What to do about lease terms that seem objectionable?


I have a fracking lease on a residential lot that I own the mineral rights to, but it has several clauses that I am concerned about. If anyone could help me, I'd appreciate it.
My mother signed a lease on this lot and the company found out later that I owned the other half of the lot. She has since passed away and this is a lease for the whole lot. Many of these clauses were not in the original lease that my mother signed.

Thank you very much.

Clause 14.
For the same consideration recited above lessor hereby grants assigns and conveys to lessee its successor and assigns a perpetual subsurface well bore easement under and through the leased premises for the placement of well bores from oil or gas wells the surface locations of which are situated on other tracts of land and which are not intended to develop the leased premised or lands pooled therewith and which lessor shall have no right to royalty or benefit. Such well bore easements shall run with the land and survive any termination of this lease.

----(My objections are signing away rights forever, which I won't do, and also that this is a residential lot and I don't want any pipelines under it.
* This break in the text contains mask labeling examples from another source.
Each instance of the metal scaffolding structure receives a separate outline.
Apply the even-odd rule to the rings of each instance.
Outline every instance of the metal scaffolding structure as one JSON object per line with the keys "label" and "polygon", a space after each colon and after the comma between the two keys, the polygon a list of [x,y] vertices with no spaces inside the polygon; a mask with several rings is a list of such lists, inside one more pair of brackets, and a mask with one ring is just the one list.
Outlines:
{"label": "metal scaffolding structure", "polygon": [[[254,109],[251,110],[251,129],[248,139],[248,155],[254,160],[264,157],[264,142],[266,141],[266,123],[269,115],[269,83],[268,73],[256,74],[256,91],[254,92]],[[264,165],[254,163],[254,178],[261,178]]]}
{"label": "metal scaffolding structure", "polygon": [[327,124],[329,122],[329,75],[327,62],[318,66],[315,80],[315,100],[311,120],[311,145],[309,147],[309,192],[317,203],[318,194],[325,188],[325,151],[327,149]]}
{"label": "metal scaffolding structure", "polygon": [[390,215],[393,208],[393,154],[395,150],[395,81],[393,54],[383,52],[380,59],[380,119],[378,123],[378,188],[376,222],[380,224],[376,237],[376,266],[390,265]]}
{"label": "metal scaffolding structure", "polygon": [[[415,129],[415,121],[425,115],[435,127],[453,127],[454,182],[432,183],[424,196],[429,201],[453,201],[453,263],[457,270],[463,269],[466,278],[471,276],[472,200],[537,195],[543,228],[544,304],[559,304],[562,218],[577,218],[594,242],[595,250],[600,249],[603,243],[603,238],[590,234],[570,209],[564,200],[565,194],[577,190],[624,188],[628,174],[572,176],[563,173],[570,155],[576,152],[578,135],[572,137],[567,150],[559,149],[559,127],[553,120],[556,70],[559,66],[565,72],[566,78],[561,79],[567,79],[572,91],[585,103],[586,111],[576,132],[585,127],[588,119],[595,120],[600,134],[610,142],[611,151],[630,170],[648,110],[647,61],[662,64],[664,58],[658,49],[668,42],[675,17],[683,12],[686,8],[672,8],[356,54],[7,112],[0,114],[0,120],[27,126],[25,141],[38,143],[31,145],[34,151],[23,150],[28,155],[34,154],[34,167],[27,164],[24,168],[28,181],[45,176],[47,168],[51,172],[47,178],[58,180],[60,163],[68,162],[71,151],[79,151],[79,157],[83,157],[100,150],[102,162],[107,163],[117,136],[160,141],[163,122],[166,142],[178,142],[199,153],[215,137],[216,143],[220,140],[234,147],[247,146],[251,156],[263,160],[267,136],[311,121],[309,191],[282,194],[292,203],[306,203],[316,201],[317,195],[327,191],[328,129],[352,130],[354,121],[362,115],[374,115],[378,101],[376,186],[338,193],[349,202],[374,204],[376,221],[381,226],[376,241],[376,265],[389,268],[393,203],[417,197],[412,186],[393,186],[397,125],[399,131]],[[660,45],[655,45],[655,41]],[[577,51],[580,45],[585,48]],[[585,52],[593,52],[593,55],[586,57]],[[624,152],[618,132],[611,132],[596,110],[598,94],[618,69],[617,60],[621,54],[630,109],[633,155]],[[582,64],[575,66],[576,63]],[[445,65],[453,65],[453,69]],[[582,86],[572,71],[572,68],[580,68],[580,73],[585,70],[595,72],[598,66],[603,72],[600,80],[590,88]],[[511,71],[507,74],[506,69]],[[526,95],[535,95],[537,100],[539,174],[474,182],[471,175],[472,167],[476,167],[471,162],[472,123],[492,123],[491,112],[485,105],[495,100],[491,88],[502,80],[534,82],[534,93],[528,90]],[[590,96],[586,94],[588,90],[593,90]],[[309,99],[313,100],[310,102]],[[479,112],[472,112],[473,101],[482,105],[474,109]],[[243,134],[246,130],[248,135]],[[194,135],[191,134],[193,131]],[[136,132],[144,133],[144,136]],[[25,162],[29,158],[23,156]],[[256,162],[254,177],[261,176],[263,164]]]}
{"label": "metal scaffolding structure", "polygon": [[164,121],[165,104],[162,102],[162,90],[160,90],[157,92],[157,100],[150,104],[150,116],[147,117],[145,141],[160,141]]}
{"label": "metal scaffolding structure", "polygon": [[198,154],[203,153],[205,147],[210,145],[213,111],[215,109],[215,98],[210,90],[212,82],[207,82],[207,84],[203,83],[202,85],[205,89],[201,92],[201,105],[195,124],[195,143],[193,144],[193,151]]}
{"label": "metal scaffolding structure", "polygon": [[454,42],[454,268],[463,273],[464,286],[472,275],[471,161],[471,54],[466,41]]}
Can I just strike this clause?)

Clause 2.
This is a paid up lease, requiring no rentals, shall be in force for a primary term of 3 years from the date hereof and for as long thereafter as oil or gas or other substances covered hereby are produced in paying quantities from the leased premised or from lands pooled therewith or this lease is otherwise maintained in in effect pursuant to the provision hereof.
----(Is this standard or does it leave the time element too open-ended?)

Clause 3. Royalties on oil gas and other substances produced and saved hereunder shall be paid by lessee to lessor as follows ... 25%...shall be delivered at lessee's option to lessor at the wellhead or to lessor's credit at the oil purchaser's transportation facilities, providing lessor shall have the continuing right to purchase such production at the wellhead market price then prevailing in the same field
...the royalty shall be 25% of the proceeds realized by the lessee from the sale therof, less a proportionate part of ad valorem taxes and production,severance and or other excise taxes and the post production costs incurred by lessee including delivering processing or otherwise marketing such gas or other substances provided that the lessee shall have the continuing right to purchase such production at the prevailing wellhead market price.
----(It appears that they want to charge me for costs that should be their own costs, and that they want to buy it at one price and pay a royalty a lesser price price.)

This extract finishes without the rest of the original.